Rationale: Cystic Fibrosis (CF) newborn screening (NBS)
algorithms in the USA vary by state. Differences in CF NBS algorithms
could potentially affect the detection rate of CF newborns and lead to
disparities in CF diagnosis amongst different racial and ethnic groups.
Objectives: Generate a database of CF NBS algorithms in the USA
and identify processes that may potentially lead to missed diagnoses or
lead to health care disparities. Methods: We sent an online
survey to state and regional CF and NBS leaders about the type and
threshold of immunoreactive trypsinogen (IRT) cutoff used and methods
used for CFTR gene variant analysis. Follow-up by email and phone
was done to ensure a response from every state, clarify responses, and
resolve discordances . Results: There was wide variation
in the NBS algorithms employed by different states. Approximately half
the states use a floating IRT cutoff and half use a fixed IRT cutoff.

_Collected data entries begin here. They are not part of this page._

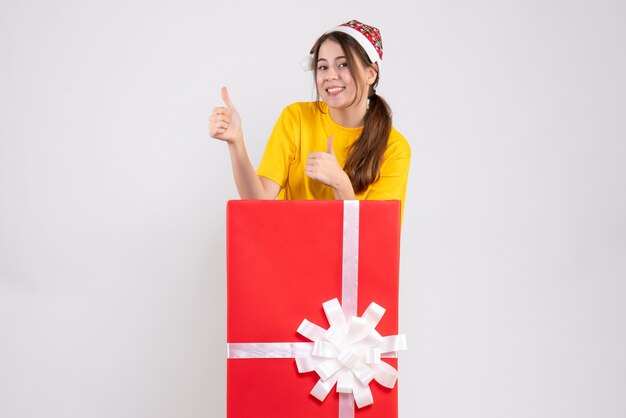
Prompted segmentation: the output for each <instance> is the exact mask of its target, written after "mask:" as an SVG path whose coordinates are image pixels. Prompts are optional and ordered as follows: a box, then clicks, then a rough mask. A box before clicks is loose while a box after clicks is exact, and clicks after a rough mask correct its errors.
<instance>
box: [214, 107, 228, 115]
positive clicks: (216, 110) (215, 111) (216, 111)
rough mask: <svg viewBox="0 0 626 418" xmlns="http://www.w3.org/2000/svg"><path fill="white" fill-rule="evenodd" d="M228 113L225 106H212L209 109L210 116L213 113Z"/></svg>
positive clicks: (223, 114)
mask: <svg viewBox="0 0 626 418" xmlns="http://www.w3.org/2000/svg"><path fill="white" fill-rule="evenodd" d="M227 113H228V109H226V108H225V107H214V108H213V110H212V111H211V116H213V115H226V114H227Z"/></svg>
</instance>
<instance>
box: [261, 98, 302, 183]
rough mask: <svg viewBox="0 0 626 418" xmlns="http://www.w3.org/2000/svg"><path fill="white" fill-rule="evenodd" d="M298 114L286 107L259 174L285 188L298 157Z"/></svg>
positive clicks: (268, 141) (276, 124)
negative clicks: (297, 150) (297, 115)
mask: <svg viewBox="0 0 626 418" xmlns="http://www.w3.org/2000/svg"><path fill="white" fill-rule="evenodd" d="M296 126H298V123H297V113H296V112H294V110H293V107H291V106H288V107H286V108H285V109H284V110H283V111H282V113H281V114H280V117H279V118H278V121H277V122H276V125H274V129H273V130H272V133H271V135H270V137H269V139H268V141H267V145H266V146H265V152H264V153H263V158H262V159H261V163H260V164H259V168H258V170H257V174H258V175H259V176H263V177H266V178H268V179H270V180H272V181H273V182H275V183H277V184H278V185H280V186H281V187H283V188H284V187H285V184H286V182H287V178H288V177H289V166H290V165H291V163H292V162H293V161H294V159H295V155H296V146H295V141H296Z"/></svg>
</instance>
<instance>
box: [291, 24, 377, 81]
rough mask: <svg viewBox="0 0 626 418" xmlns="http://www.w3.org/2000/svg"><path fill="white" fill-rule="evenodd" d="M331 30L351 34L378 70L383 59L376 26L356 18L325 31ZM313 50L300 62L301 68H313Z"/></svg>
mask: <svg viewBox="0 0 626 418" xmlns="http://www.w3.org/2000/svg"><path fill="white" fill-rule="evenodd" d="M331 32H343V33H345V34H348V35H350V36H352V37H353V38H354V39H355V40H356V41H357V42H358V43H359V45H361V47H362V48H363V49H364V50H365V52H366V53H367V56H368V57H369V59H370V62H371V63H372V64H375V63H378V67H379V70H380V64H381V63H382V61H383V41H382V37H381V35H380V31H379V30H378V28H375V27H373V26H370V25H367V24H365V23H362V22H359V21H358V20H351V21H349V22H347V23H343V24H341V25H339V26H337V27H334V28H333V29H331V30H329V31H327V32H326V33H331ZM313 52H314V51H313V50H311V56H309V57H307V58H305V59H304V61H303V62H302V68H304V69H305V70H307V71H309V70H312V69H313Z"/></svg>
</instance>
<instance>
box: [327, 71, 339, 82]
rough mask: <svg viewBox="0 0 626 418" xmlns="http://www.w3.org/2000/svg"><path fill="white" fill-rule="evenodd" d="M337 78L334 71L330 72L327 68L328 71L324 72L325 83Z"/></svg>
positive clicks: (337, 76)
mask: <svg viewBox="0 0 626 418" xmlns="http://www.w3.org/2000/svg"><path fill="white" fill-rule="evenodd" d="M338 78H339V76H338V75H337V73H336V72H335V70H331V69H330V68H329V69H328V71H326V77H325V79H326V81H330V80H337V79H338Z"/></svg>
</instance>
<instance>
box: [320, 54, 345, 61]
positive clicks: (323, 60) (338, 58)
mask: <svg viewBox="0 0 626 418" xmlns="http://www.w3.org/2000/svg"><path fill="white" fill-rule="evenodd" d="M340 59H346V57H345V56H344V55H341V56H339V57H337V58H335V61H337V60H340ZM320 61H328V60H327V59H326V58H318V59H317V62H320Z"/></svg>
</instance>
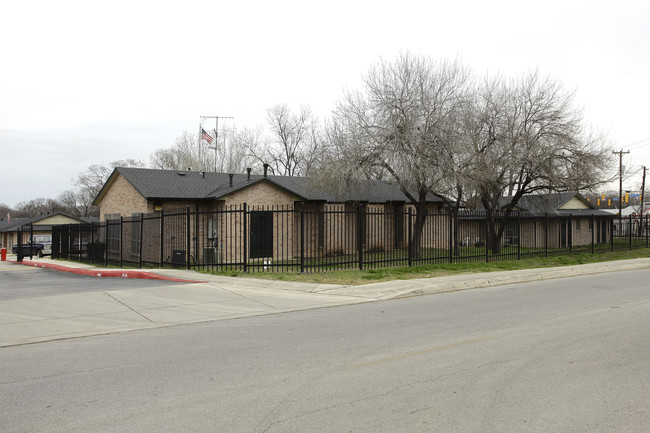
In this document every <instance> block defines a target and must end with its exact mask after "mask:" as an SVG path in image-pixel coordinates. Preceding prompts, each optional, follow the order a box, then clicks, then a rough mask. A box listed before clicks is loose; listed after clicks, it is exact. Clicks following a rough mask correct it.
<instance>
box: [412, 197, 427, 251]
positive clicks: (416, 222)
mask: <svg viewBox="0 0 650 433" xmlns="http://www.w3.org/2000/svg"><path fill="white" fill-rule="evenodd" d="M415 212H416V214H415V225H414V226H413V237H412V239H411V243H410V248H411V258H412V259H414V260H418V259H421V258H422V234H423V233H424V224H425V223H426V221H427V214H428V211H427V205H426V203H417V204H416V205H415Z"/></svg>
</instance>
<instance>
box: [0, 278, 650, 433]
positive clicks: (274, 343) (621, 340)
mask: <svg viewBox="0 0 650 433" xmlns="http://www.w3.org/2000/svg"><path fill="white" fill-rule="evenodd" d="M648 281H650V271H648V270H644V271H631V272H625V273H622V272H617V273H609V274H601V275H596V276H587V277H576V278H568V279H560V280H551V281H546V282H537V283H527V284H520V285H512V286H502V287H495V288H489V289H482V290H469V291H463V292H455V293H447V294H440V295H432V296H422V297H414V298H409V299H401V300H394V301H385V302H374V303H367V304H360V305H352V306H344V307H335V308H326V309H318V310H311V311H302V312H295V313H287V314H278V315H270V316H261V317H254V318H244V319H238V320H230V321H220V322H212V323H203V324H198V325H186V326H177V327H171V328H160V329H153V330H146V331H137V332H130V333H123V334H113V335H106V336H99V337H88V338H81V339H73V340H65V341H55V342H49V343H41V344H33V345H26V346H17V347H8V348H4V349H0V368H1V369H0V413H1V414H2V416H0V431H3V432H95V431H96V432H99V431H101V432H125V431H129V432H152V431H159V432H163V431H164V432H167V431H169V432H179V431H183V432H188V431H195V432H310V431H324V432H545V433H547V432H590V433H591V432H609V431H616V432H642V431H647V428H648V427H647V426H648V425H650V402H649V399H648V395H650V315H649V313H650V287H649V286H650V285H649V284H648Z"/></svg>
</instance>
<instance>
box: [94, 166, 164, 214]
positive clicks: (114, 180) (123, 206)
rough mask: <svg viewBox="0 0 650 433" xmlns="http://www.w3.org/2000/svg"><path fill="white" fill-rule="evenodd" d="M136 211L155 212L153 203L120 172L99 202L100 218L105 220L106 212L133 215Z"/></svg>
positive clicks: (137, 212) (138, 212)
mask: <svg viewBox="0 0 650 433" xmlns="http://www.w3.org/2000/svg"><path fill="white" fill-rule="evenodd" d="M135 212H137V213H139V212H142V213H146V212H153V203H147V200H146V199H145V198H144V197H143V196H142V194H140V193H139V192H138V191H137V190H136V189H135V188H134V187H133V186H132V185H131V184H130V183H129V182H128V181H127V180H126V179H124V177H122V175H120V174H118V175H117V177H116V178H115V180H114V181H113V184H112V185H111V186H110V188H109V189H108V190H107V191H106V193H105V194H104V197H103V198H102V200H101V202H100V203H99V219H100V221H105V215H106V214H113V215H114V214H120V215H121V216H131V214H132V213H135Z"/></svg>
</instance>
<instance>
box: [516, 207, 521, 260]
mask: <svg viewBox="0 0 650 433" xmlns="http://www.w3.org/2000/svg"><path fill="white" fill-rule="evenodd" d="M517 260H521V212H517Z"/></svg>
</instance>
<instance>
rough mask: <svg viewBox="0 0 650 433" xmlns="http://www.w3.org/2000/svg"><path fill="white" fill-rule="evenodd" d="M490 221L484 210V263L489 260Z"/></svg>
mask: <svg viewBox="0 0 650 433" xmlns="http://www.w3.org/2000/svg"><path fill="white" fill-rule="evenodd" d="M489 225H490V222H489V221H488V218H487V211H486V212H485V263H488V262H489V261H490V227H489Z"/></svg>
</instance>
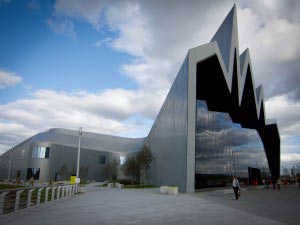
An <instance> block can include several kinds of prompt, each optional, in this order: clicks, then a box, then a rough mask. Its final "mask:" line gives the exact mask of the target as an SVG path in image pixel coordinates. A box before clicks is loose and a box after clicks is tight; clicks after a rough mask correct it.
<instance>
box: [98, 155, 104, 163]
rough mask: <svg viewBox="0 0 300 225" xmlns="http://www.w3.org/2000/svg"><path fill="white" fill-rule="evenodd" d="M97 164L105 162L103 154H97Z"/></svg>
mask: <svg viewBox="0 0 300 225" xmlns="http://www.w3.org/2000/svg"><path fill="white" fill-rule="evenodd" d="M99 164H105V156H104V155H99Z"/></svg>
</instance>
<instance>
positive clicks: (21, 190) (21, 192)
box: [15, 190, 24, 211]
mask: <svg viewBox="0 0 300 225" xmlns="http://www.w3.org/2000/svg"><path fill="white" fill-rule="evenodd" d="M23 191H24V190H20V191H17V193H16V201H15V211H16V210H18V209H19V204H20V195H21V193H22V192H23Z"/></svg>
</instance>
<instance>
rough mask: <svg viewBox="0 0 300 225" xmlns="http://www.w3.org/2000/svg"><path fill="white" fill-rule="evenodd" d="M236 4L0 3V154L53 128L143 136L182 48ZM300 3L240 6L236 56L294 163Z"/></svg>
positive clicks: (122, 2)
mask: <svg viewBox="0 0 300 225" xmlns="http://www.w3.org/2000/svg"><path fill="white" fill-rule="evenodd" d="M234 3H235V2H234V1H232V0H224V1H208V0H203V1H192V0H191V1H185V2H183V1H137V0H130V1H118V0H115V1H107V0H99V1H96V0H93V1H92V0H89V1H83V0H72V1H71V0H64V1H63V0H55V1H37V0H24V1H14V0H0V29H1V35H0V154H1V153H2V152H4V151H6V150H7V149H9V148H10V147H12V146H14V145H15V144H17V143H19V142H21V141H23V140H24V139H26V138H28V137H30V136H32V135H34V134H36V133H38V132H42V131H45V130H47V129H50V128H52V127H63V128H69V129H77V128H78V127H79V126H83V129H84V130H86V131H90V132H97V133H105V134H113V135H121V136H127V137H142V136H145V135H147V134H148V132H149V129H150V128H151V126H152V123H153V120H154V118H155V117H156V115H157V113H158V110H159V109H160V107H161V105H162V103H163V101H164V99H165V97H166V94H167V93H168V90H169V88H170V86H171V84H172V82H173V79H174V78H175V76H176V74H177V72H178V69H179V67H180V66H181V64H182V62H183V60H184V58H185V56H186V54H187V51H188V49H189V48H192V47H195V46H198V45H201V44H205V43H207V42H209V41H210V39H211V37H212V36H213V34H214V32H215V31H216V30H217V28H218V27H219V25H220V24H221V22H222V21H223V19H224V18H225V16H226V15H227V13H228V11H229V10H230V9H231V7H232V6H233V4H234ZM299 5H300V4H299V3H298V2H297V1H294V0H288V1H286V2H285V3H284V4H283V3H282V2H281V1H279V0H278V1H277V0H274V1H271V0H266V1H264V2H261V1H259V0H252V1H247V0H240V1H238V3H237V11H238V30H239V41H240V53H241V52H242V51H243V50H245V49H246V48H249V49H250V54H251V59H252V67H253V74H254V79H255V81H256V84H257V85H258V84H263V85H264V93H265V105H266V115H267V117H268V118H277V121H278V125H279V129H280V134H281V140H282V162H283V164H284V165H295V164H299V163H300V150H299V147H300V114H299V110H300V88H299V83H300V75H299V72H298V71H300V65H299V63H298V62H299V59H300V43H299V41H298V40H299V38H300V15H299V9H300V6H299ZM208 21H209V22H208Z"/></svg>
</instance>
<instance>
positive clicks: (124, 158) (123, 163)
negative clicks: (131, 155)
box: [120, 156, 126, 165]
mask: <svg viewBox="0 0 300 225" xmlns="http://www.w3.org/2000/svg"><path fill="white" fill-rule="evenodd" d="M125 162H126V156H120V165H124V164H125Z"/></svg>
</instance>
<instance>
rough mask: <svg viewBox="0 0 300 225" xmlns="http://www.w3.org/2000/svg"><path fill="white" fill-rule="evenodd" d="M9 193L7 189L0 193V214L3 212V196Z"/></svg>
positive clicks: (3, 201) (4, 201) (3, 205)
mask: <svg viewBox="0 0 300 225" xmlns="http://www.w3.org/2000/svg"><path fill="white" fill-rule="evenodd" d="M8 193H9V191H6V192H3V193H1V195H0V215H1V214H2V213H3V208H4V202H5V196H6V195H7V194H8Z"/></svg>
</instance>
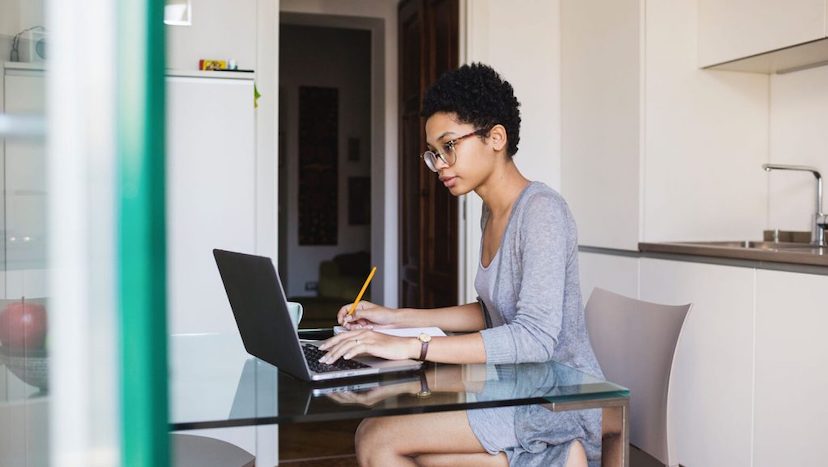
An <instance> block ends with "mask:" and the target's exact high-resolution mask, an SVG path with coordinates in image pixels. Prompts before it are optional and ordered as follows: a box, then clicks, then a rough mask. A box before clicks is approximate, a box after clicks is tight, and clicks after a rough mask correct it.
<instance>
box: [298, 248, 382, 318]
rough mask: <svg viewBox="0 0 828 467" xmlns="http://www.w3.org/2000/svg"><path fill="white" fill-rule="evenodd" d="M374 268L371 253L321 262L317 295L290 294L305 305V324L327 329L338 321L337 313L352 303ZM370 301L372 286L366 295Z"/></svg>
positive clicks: (362, 253) (347, 256)
mask: <svg viewBox="0 0 828 467" xmlns="http://www.w3.org/2000/svg"><path fill="white" fill-rule="evenodd" d="M370 270H371V256H370V255H369V254H368V252H365V251H360V252H356V253H344V254H340V255H337V256H335V257H334V258H333V259H331V260H328V261H322V262H321V263H320V264H319V283H318V286H319V289H318V293H317V295H316V296H312V297H305V296H299V297H289V298H288V300H290V301H292V302H299V303H301V304H302V307H303V308H304V316H303V317H302V324H301V327H303V328H324V327H331V326H333V325H335V324H336V313H337V312H338V311H339V308H340V307H342V306H343V305H346V304H348V303H351V302H353V301H354V299H355V298H356V296H357V294H358V293H359V290H360V289H361V288H362V284H363V282H365V277H366V276H367V275H368V272H369V271H370ZM362 299H363V300H367V301H370V300H371V293H370V289H369V290H367V291H366V293H365V295H363V297H362Z"/></svg>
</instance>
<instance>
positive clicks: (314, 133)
mask: <svg viewBox="0 0 828 467" xmlns="http://www.w3.org/2000/svg"><path fill="white" fill-rule="evenodd" d="M338 119H339V92H338V90H337V89H336V88H322V87H312V86H300V87H299V200H298V201H299V244H300V245H336V244H337V231H338V227H339V226H338V222H337V207H338V198H337V193H338V188H339V187H338V179H339V172H338V164H337V161H338V156H339V153H338V150H337V149H338V137H339V129H338Z"/></svg>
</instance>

CFTR variant analysis also varied widely, with 2 states analyzing
only for the F508del variant and 4 states incorporating CFTR gene
sequencing. The other states used CFTR variant panels ranging
from 23 to 365 CFTR variants. Conclusions: CF NBS
algorithms vary widely amongst the different states in the USA, which
affects the ability of CF NBS to diagnose newborn infants with CF
consistently and uniformly across the country and potentially may miss
more infants with CF from minority populations. Our results identify an
important area for quality improvement in CF NBS.